Yeah. As also noted in the editorial by Dr.s Adamson and Mills, there is a stacking amount of evidence that high- sensitivity cardiac troponins provide important and robust information regarding pathophysiological processes in the cardiovascular system, but the appropriate clinical application of this information needs to be further elucidated.
I think we need to consider that, as I mentioned before, there are already patients with suspected angina and unutilized but available high-sensitivity cardiac troponin concentrations in current clinical practice.

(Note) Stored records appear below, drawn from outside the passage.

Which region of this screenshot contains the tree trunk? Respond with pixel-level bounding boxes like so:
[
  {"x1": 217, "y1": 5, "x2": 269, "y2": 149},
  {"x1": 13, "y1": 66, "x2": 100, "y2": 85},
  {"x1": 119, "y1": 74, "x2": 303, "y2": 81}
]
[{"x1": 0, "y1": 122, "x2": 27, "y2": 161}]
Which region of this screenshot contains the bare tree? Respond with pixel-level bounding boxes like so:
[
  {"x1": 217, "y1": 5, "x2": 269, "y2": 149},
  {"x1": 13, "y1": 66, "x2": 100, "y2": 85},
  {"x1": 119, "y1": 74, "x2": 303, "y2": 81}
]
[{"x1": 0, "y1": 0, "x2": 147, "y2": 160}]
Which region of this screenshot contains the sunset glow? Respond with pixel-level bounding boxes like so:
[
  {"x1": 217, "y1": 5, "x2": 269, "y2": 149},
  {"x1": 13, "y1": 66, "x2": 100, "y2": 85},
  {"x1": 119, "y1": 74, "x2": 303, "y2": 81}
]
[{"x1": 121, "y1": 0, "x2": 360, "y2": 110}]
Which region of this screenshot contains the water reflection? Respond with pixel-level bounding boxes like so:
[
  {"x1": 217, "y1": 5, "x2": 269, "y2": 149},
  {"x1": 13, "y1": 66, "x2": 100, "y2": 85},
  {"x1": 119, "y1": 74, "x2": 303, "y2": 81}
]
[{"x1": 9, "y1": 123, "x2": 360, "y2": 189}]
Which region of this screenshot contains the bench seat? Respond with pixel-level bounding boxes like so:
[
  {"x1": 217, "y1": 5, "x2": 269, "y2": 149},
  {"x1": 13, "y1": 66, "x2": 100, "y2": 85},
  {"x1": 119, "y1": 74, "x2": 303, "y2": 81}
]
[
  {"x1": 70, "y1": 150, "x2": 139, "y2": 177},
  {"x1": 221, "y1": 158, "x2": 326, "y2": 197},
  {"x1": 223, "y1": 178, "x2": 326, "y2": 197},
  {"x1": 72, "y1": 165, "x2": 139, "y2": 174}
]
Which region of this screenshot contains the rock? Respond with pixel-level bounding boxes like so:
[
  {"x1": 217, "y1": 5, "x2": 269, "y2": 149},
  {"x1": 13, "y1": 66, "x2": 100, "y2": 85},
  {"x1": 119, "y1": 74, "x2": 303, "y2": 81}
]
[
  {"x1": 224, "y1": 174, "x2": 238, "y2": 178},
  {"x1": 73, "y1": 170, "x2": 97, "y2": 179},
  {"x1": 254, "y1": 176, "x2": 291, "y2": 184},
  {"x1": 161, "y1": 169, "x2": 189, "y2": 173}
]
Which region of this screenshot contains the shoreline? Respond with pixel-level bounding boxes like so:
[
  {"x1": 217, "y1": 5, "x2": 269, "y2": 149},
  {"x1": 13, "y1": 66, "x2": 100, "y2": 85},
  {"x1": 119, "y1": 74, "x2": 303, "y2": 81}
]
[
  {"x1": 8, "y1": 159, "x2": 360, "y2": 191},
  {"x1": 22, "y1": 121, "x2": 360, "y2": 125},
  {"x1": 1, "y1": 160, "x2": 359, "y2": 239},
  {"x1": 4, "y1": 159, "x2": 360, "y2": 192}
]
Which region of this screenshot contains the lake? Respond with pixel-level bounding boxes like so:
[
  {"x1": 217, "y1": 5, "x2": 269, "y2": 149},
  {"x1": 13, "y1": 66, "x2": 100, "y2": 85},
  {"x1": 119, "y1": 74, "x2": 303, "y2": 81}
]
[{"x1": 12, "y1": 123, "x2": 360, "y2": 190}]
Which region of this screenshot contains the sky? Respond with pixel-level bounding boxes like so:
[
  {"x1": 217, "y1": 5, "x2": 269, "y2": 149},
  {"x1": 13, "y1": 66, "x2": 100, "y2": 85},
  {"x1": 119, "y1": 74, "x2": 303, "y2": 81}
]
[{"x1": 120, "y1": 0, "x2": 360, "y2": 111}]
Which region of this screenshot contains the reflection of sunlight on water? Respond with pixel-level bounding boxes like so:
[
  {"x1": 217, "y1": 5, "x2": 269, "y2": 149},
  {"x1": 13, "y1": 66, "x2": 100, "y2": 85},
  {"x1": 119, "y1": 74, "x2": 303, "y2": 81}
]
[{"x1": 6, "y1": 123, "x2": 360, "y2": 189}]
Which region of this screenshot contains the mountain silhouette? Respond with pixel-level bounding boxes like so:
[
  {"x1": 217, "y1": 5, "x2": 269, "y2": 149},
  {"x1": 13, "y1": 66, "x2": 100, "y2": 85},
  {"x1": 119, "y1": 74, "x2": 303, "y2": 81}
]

I also think it is important to note that the current risk stratification approach to suspected coronary artery disease is far from perfect. Having the high and increasing prevalence of coronary artery disease in mind, this puts a tremendous strain on any healthcare system aside of potentially putting patients at risk. Any improvement of the current coronary artery disease workup could have really a great impact as such at the Cardiovascular Research Institute in Basel, we believe that blood biomarkers and potentially their combination but also for instance the further improvement of stress ECG evaluation, could have a significant clinical impact. Point of care testing, proteomics, machine learning for ECG analysis are all aspects that we are exploring.
And for short-term, I think the integration of currently employed cardiac biomarkers and well-established anatomical coronary artery disease pretest risk scores, so that the scores can also predict the functional relevance, would provide physicians with a really important insight. In the end, no available piece of information should be discarded unnecessarily, but there needs to be an evidence- basis for the appropriate use.
That was Dr. Joan Elias Walter from the Departments of Internal Medicine and Cardiology at the University Hospital Basel, Switzerland. He has been our guest in this podcast about the latest published research in high sensitivity cardiac troponin assays and coronary artery disease. That article is in the November 2018 issue of Clinical Chemistry. I’m Bob Barrett, thanks for listening.